01 March 2011

European tradition of mixing languages

Mixing languages, of course, is not new.  In fact, it is very old.  Here is a passage from Transforming the Center, Eroding the Margins:  Essays on Ethnic and Cultural Boundaries in German-Speaking Countries (1998), by Dagmar C. G. Lorez and Renate Posthofen (p. 258):

“Genthe describes the long European tradition of mixing languages within literary texts.  While making verses, he tells, some Roman poets already made no difference between Greek and Latin, thereby witnessing the incorporation of Greek culture into Roman culture.  Finally, since the eve of the Middle Ages and throughout the sixteenth and seventeenth centuries, several writers – including Molière in his Le Malade Imaginaire (1673, translated as The Hypochondriack, 1732) – elaborately assimilated their native language to the scholars’ Latin idiom.  This species of poetry is called macaronic because it was inaugurated by Tifi degli Odasi’s Maccharonea in 1490.”
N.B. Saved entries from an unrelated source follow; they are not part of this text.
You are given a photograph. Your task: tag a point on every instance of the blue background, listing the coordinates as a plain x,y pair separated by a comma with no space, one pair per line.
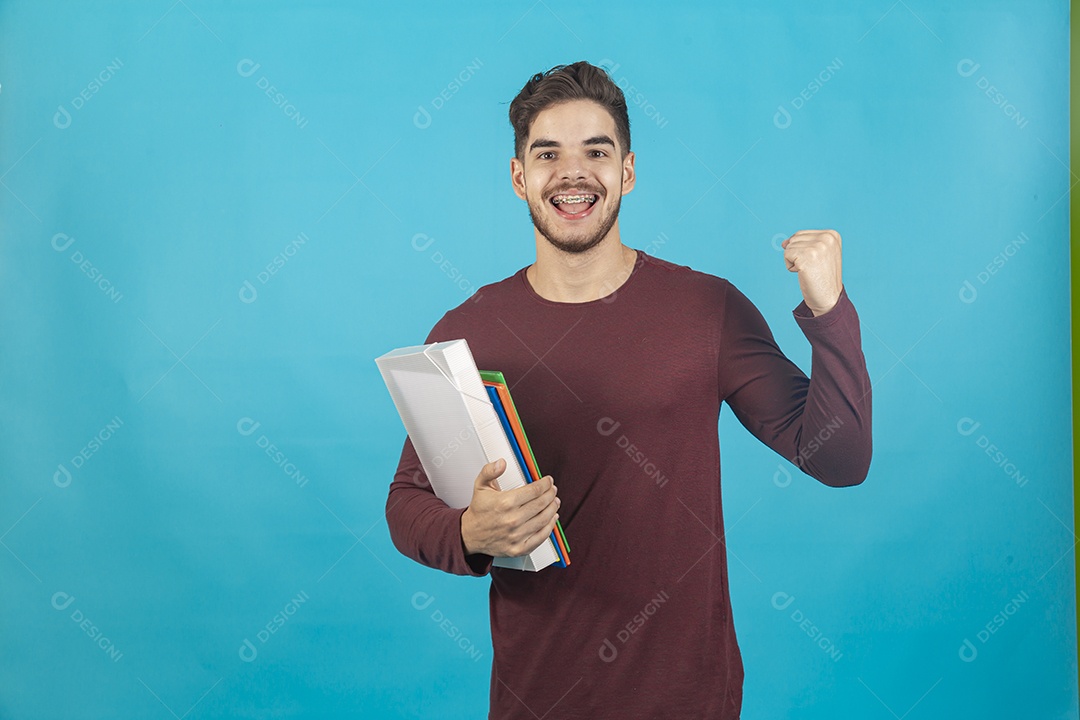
178,179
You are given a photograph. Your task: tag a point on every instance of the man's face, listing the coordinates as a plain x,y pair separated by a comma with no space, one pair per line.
574,175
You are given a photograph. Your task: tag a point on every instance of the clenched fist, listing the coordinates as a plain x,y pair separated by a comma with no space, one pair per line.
815,256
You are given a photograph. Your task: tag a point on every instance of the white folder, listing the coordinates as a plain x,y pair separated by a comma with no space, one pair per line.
454,428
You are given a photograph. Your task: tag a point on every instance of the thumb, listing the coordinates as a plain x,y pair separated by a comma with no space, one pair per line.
489,474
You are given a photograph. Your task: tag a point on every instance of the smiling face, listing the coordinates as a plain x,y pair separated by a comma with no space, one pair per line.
572,175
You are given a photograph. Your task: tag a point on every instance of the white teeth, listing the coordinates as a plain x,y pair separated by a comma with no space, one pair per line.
558,200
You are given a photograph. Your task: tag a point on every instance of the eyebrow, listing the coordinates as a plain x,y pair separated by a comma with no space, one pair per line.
596,139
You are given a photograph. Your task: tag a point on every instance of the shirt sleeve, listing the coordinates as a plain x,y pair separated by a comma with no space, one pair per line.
421,526
822,423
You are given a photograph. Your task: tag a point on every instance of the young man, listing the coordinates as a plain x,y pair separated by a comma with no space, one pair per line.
618,363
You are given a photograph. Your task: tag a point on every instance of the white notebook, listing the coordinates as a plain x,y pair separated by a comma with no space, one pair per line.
454,428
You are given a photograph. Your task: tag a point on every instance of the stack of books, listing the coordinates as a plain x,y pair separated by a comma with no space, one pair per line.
460,419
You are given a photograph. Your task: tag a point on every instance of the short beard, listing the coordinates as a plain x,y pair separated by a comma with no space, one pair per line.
575,246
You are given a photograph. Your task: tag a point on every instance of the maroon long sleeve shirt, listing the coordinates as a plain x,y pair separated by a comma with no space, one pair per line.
621,397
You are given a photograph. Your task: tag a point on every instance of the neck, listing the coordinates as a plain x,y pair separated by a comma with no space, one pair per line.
562,276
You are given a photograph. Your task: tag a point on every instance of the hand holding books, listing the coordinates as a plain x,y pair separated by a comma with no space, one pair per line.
511,522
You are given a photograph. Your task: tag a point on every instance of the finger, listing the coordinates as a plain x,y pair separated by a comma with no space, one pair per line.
538,499
541,528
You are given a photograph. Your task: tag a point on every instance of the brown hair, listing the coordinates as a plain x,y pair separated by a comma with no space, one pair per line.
580,81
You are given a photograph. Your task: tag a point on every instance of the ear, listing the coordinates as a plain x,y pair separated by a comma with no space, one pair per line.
517,177
628,173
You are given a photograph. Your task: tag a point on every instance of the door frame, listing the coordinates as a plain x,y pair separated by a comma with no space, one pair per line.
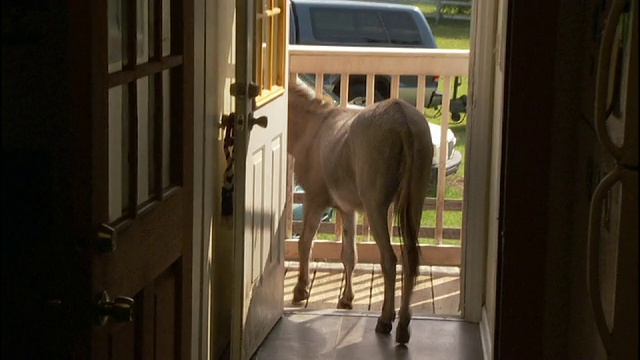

I find it interesting that the mixing of languages is thought to be also a mixing of cultures.  This is a rather big jump from language to culture, but since each language theoretically embodies a particular culture, it is an avenue worth pursuing.  Perhaps the labeling of English as an "international language" would then be problematized, because the language (in theory anyway, even if it has not yet been shown in practice) carries the culture of Britain (and today, of the United States).  The Australian attempt to make English english, or the Indian attempt to make English Englishes, may be masking the hegemonic or imperial nature of the English language.  Perhaps (a thought at this point, without any theoretical basis yet) the widespread use of the English language is threatening not just other languages but entire cultures.